Ruszyliśmy dalej. Kolejnym celem miało być prawdziwe bagno, wieża widokowa i trzeci największy... kamień w Estonii. Jako że połowa naszej grupy to były przedstawicielki płci pięknej, trzeba było również zaspokajać i ich potrzeby.
Kobiecą część ekipy zachwyciła mijana przez nas po drodze plaża w Kolga-Aabla. Zrobiliśmy sobie tutaj mały postój. Niemal całkowicie pusta, ogromna piaszczysta plaża zrobiła na nas wszystkich kolosalne wrażenie.
. |
. |
Po krótkiej inhalacji na plaży nic nas już nie zatrzymało w drodze do Majakivi. Aby w ogóle dojść do "głazu-domu" trzeba najpierw dojechać w okolice przystanku Virve. Środek lasu, ale jest przystanek autobusowy, z którego odjeżdża jeden-dwa autobusy dziennie i tylko w dni robocze. W tym miejscu zaczyna się szlak turystyczny, który wiedzie w głąb lasu. Tablice informacyjne oraz doskonałe oznakowanie ścieżki nie pozwolą nam się zgubić, ale za to my pozwolimy sobie na całkowite zanurzenie się w otaczającym środowisku i odpoczynek.

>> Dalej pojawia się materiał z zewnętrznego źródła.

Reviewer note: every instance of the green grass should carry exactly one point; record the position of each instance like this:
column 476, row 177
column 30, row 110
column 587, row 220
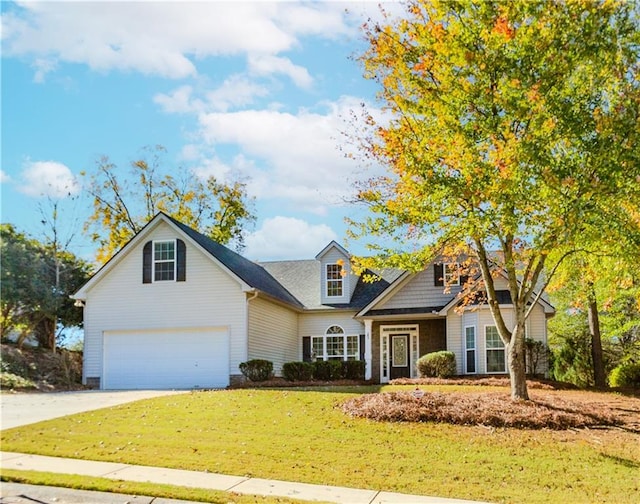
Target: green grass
column 135, row 488
column 300, row 435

Wszechobecne tablice nie pozwolą nam się nigdzie zgubić |
. |
Majakivi to trzeci największy głaz narzutowy w Estonii. Znalazł się on tutaj dzięki lądolodowi ze Skandynawii, którzy przywlekł nie tylko ten jeden okaz, ale również setki tysięcy innych, które znajdziemy niemal wszędzie w tym kraju.
. |
. |
Obwód "głazu-domu" wynosi 40 metrów. Jest on wysoki na 7 metrów, a objętość jego wynosi 584 metry sześcienne. Ten kamień naprawdę wygląda jak dom, a ponadto na jego "dach" prowadzi drewniana drabinka. Ze szczytu głazu dostrzeżemy tylko sam las, ale perspektywa oglądania iglastego boru z wysokości kilku metrów jest zupełnie inna i zahipnotyzuje każdego.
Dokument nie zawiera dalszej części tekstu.